Generate images from a text prompt with just one command!
Example: "a relaxed nice cat, full SD photo"
If you never heard about sd.cpp, please read at first about leejet's current sd.cpp . Also read about the sd.cpp commit this repository is built on.
Later sd.cpp (https://github.com/leejet/stable-diffusion.cpp) commits require a more up-to-date NVCC compiler, CUDA Toolkit 11+, and improved GPU capabilities, which the Jetson's NVIDIA Tegra X1 lacks. The highest CUDA version supported on the Jetson Nano is 10.2. The commit #e1384de (https://github.com/leejet/stable-diffusion.cpp/tree/e1384de) is the last in a long series of usable commits, and this fork is built on top. It can be easily compiled using the CUDA option out of the box on the Jetson Nano, no patches are needed. Many thanks for this excellent work! For detailed compilation instructions, see below.

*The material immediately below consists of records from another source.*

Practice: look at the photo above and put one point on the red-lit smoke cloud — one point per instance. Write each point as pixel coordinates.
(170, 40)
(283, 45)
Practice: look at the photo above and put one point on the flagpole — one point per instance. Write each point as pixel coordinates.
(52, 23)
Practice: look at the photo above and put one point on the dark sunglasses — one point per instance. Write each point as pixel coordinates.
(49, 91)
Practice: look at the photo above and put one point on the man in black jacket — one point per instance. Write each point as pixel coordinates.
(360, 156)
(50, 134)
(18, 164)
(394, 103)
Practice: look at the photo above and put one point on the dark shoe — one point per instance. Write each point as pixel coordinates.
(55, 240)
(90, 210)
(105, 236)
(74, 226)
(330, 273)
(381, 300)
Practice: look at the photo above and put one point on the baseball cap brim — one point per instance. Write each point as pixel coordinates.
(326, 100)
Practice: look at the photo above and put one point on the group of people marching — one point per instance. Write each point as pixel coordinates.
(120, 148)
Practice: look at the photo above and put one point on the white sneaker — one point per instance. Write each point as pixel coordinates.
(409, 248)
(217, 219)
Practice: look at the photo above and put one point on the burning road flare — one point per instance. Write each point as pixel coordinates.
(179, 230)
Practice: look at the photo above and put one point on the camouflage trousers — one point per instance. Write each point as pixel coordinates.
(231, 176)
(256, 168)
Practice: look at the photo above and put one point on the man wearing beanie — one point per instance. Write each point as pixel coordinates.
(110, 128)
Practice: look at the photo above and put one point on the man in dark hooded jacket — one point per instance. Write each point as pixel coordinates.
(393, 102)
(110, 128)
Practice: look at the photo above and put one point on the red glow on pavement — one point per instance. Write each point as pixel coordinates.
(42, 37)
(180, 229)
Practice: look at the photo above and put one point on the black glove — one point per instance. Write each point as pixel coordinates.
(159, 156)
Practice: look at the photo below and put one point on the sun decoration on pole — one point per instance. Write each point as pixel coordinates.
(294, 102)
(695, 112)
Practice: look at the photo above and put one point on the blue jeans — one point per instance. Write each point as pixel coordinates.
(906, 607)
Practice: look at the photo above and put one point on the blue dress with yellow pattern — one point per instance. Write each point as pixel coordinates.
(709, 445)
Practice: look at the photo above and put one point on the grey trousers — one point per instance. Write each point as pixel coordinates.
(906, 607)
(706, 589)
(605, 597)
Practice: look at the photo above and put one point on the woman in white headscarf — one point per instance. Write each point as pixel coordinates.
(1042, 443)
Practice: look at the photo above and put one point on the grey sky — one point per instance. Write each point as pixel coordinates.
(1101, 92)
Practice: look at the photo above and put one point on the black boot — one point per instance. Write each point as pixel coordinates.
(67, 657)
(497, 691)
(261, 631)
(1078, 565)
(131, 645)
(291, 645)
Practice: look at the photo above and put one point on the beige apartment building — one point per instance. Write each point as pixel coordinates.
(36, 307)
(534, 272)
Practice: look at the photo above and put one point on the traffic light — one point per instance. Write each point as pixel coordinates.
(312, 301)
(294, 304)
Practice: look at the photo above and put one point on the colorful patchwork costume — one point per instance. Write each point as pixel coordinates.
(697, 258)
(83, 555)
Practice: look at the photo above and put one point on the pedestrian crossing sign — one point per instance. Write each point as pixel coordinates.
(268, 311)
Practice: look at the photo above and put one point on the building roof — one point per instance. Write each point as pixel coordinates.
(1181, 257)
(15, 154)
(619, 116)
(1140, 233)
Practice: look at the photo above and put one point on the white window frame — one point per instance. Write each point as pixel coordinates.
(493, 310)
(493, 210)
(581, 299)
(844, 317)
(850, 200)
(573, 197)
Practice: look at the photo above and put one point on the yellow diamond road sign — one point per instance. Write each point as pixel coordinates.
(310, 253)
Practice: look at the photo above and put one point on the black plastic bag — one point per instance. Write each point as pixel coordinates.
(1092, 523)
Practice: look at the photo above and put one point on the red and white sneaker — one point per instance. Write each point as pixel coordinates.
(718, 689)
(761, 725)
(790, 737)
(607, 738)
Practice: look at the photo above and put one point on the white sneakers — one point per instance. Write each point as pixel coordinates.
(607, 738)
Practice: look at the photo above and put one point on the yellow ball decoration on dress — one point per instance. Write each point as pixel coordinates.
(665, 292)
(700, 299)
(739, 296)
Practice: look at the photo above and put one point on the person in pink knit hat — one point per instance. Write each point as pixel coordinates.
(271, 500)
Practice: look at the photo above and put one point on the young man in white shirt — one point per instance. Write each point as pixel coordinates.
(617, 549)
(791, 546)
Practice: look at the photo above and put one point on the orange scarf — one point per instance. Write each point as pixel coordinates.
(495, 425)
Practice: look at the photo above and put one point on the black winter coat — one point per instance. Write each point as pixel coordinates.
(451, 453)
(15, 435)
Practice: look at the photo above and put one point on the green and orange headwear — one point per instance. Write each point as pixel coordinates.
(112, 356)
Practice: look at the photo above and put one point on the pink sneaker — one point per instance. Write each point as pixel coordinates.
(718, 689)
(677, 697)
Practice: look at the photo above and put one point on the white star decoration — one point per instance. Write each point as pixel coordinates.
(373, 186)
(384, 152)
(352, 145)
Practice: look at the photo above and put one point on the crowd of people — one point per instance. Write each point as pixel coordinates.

Many commits from the newer sd.cpp versions have been backported to this particular fork. Most of these commits concern the operation of SD1/2.x models and some tiny derivatives. Due to the limited shared memory in the Jetson Nano, the inpainting function and the features of more advanced models (SD3, Flux, Z-Image, etc.) could not be ported. However, this fork provides everything you need to get started with sd.cpp on the Jetson Nano. Some differences between the sd.cpp versions are:
| leejet master | leejet #e1384de | Jetson Nano | |
|---|---|---|---|
| Basic features | ✅ | ✅ | ✅ |
| LoRAs | ✅ | ✅ | ✅ |
| Embeddings | ✅ | ✅ | ✅ |
| Convert mode | ✅ | ✅ | ✅ |
| Photo maker | ✅ | ✅ | 🔴 |
| Control Net | ✅ | ✅ | 🔴 |
| IMG2IMG mode | ✅ | ✅ | 🔴 |
| advanced models | ✅ | 🔴 | 🔴 |
| Video support | ✅ | 🔴 | 🔴 |
| more samplers | ✅ | 🔴 | ✅ |
| more schedulers | ✅ | 🔴 | ✅ |
| JPG support | ✅ | 🔴 | ✅ |
| MMAP support | ✅ | 🔴 | ✅ |
| CPU rng | ✅ | 🔴 | ✅ |
| tiny U-Net models | ✅1 | 🔴 | ✅ |
You will need the following software installed, consider the installation of gcc and cmake might take several hours.
- Ubuntu 20.04 OS
- GCC and CXX (g++) 8.5
- cmake >= 3.2
- Nvidia CUDA Compiler nvcc 10.2
See here for some details on Jetson Nano environment
Build from scratch as follows:
mkdir build
cd build
cmake .. -DSD_CUDA=ON # old was: cmake .. -DSD_CUBLAS=ON
cmake --build . --config Release
Of course you will only run tiny models on this tiny device, see below.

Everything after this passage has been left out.